May I recommend that you ship that sewing machine via UPS?

perhaps, but their customer service blows.

I made a smaller batch, and it's actually in a punch bowl this time.

as opposed to a large trash can?


Susan W. - Dec 16, 2007 7:15:16 am PST #8467 of 10002
Good Trouble and Righteous Fights

For the A's fans, here's an enemy take on the Haren trade: [link]

But don't worry, thanks to our management, we're sure to suck (again) too: [link]


Ginger - Dec 16, 2007 7:28:25 am PST #8468 of 10002
"It didn't taste good. It tasted soooo horrible. It tasted like....a vodka martini." - Matilda

I'm talking my sister through making an Amazon.com order. Please shoot me now.


Tom Scola - Dec 16, 2007 7:36:09 am PST #8469 of 10002
Remember that the frontier of the Rebellion is everywhere. And even the smallest act of insurrection pushes our lines forward.

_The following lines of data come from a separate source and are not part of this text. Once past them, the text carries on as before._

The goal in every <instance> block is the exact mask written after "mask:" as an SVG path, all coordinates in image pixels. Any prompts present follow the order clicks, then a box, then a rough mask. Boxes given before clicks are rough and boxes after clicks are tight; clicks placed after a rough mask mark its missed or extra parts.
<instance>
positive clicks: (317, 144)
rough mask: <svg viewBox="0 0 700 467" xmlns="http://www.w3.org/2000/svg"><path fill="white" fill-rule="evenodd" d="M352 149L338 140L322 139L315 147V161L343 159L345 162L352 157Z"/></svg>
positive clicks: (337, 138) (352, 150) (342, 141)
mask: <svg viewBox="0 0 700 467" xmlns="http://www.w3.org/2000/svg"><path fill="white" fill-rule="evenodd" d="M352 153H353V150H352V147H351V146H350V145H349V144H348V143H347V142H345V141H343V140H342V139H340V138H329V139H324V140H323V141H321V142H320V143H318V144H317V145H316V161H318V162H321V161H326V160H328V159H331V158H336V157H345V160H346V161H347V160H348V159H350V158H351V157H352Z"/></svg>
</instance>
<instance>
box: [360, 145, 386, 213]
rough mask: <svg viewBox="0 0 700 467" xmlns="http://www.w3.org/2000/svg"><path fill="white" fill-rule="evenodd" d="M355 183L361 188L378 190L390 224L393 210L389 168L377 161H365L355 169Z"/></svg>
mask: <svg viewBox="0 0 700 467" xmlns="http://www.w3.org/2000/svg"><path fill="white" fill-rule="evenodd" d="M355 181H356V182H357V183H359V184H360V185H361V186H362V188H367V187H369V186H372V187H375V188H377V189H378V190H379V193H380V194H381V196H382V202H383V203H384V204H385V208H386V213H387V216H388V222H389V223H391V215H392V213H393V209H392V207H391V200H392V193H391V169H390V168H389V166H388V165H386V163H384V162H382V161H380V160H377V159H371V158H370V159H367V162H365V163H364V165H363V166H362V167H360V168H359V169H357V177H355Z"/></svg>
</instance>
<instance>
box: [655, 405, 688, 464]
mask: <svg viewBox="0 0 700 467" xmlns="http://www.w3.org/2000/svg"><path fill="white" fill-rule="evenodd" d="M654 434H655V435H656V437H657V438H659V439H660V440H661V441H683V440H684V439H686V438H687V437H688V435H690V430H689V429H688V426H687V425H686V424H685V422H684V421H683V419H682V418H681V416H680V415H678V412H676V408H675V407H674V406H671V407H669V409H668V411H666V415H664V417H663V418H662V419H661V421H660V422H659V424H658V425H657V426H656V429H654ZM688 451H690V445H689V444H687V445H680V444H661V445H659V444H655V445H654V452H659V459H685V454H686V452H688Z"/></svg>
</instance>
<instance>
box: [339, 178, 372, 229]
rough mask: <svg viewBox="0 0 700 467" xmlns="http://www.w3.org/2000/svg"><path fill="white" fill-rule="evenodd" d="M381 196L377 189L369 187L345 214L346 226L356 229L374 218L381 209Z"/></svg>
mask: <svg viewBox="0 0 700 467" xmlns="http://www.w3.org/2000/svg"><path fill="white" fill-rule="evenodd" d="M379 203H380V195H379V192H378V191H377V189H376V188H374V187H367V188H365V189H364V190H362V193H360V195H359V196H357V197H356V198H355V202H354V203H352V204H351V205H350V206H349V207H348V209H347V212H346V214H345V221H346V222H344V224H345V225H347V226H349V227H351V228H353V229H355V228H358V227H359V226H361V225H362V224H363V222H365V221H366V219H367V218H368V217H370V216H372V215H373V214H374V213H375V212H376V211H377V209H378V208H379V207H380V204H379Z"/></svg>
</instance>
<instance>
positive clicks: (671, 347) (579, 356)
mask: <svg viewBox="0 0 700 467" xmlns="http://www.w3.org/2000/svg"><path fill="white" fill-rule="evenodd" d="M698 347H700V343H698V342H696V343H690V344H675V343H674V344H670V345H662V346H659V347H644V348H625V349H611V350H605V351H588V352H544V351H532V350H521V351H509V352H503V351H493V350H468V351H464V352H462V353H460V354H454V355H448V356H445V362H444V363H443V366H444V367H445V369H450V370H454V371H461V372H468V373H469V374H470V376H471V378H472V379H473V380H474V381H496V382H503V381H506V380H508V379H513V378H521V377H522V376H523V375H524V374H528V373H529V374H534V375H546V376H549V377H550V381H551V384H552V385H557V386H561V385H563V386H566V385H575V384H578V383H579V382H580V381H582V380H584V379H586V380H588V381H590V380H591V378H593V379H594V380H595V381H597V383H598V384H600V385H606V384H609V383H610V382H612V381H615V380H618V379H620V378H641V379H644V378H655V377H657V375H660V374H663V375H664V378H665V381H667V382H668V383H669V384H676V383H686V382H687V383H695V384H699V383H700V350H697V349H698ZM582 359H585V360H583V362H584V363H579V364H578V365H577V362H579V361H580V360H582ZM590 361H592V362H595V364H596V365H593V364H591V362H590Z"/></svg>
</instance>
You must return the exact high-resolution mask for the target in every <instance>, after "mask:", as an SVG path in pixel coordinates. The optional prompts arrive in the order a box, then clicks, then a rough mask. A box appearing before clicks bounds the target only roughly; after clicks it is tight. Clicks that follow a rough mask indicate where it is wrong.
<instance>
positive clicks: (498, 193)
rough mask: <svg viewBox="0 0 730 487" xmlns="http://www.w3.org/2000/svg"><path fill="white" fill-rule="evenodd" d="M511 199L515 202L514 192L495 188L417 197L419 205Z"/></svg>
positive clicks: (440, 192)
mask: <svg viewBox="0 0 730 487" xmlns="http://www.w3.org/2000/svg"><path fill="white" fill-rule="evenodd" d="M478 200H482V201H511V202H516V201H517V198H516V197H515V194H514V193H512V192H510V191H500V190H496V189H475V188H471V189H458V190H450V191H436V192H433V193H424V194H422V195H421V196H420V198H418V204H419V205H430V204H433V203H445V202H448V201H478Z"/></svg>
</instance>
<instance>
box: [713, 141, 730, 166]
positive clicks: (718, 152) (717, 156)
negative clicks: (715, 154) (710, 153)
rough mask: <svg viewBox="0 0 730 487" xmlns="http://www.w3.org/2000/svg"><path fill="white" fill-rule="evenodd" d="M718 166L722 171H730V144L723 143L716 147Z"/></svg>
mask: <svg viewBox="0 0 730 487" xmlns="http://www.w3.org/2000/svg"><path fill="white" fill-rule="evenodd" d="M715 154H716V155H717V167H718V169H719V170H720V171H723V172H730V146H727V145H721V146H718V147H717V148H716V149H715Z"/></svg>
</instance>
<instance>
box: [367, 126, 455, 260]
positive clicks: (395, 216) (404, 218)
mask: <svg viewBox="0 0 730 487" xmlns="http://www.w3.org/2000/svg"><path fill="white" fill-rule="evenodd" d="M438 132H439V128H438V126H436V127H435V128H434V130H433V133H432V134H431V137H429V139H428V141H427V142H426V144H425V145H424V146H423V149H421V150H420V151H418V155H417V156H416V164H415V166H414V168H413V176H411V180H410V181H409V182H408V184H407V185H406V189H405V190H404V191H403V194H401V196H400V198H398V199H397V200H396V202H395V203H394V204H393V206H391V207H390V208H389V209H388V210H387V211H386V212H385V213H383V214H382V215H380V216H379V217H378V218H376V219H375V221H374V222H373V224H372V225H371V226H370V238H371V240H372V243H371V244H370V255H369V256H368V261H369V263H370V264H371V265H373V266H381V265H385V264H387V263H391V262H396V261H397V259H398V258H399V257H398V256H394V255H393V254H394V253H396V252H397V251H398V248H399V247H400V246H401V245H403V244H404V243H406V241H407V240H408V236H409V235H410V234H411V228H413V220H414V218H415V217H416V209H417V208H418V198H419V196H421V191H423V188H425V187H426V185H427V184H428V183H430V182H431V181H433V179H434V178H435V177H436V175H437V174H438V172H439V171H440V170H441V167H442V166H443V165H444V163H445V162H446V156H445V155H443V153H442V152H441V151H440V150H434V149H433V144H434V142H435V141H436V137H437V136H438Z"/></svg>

Steal her credit card number!


brenda m - Dec 16, 2007 7:36:30 am PST #8470 of 10002
If you're going through hell/keep on going/don't slow down/keep your fear from showing/you might be gone/'fore the devil even knows you're there

Bacon Salt for everyone!


Ginger - Dec 16, 2007 7:38:07 am PST #8471 of 10002
"It didn't taste good. It tasted soooo horrible. It tasted like....a vodka martini." - Matilda

I just lost my temper and she's gone off to sulk. To add an address, it says at the top "Be sure to click 'Ship to this address' when done." I have repeated this statement eight times. She keeps saying that the address isn't in the address book. I say again "Did you click 'Ship to this address'? and she said, "Oh."


javachik - Dec 16, 2007 8:24:30 am PST #8472 of 10002
Our wings are not tired.

Vortex, I've used Freecycle dozens of times, and it does rock. Some of these items (e.g., the sewing machine) are a bit more valuable and personal though--so I'd like them to go to friends rather than strangers.


d - Dec 16, 2007 8:52:52 am PST #8473 of 10002
It's nice to see some brave pretenders trying to make it interesting.

I want one of Ann's fruitcakes. But I am such a lurky-loo on this board I don't feel deserving of one.

I am totally wasting time. Although I did finally start sorting clothing for laundry. But I got sidetracked by finding my swim cap. Now I'm sitting here with my swim cap and goggles on, trying to get the fit right. I should go look in the mirror and laugh at myself.

Yesterday I went to the mall, where I spent a lot of money on stuff for me work, and nsm for gifts.

This post brought to you by non sequiturs.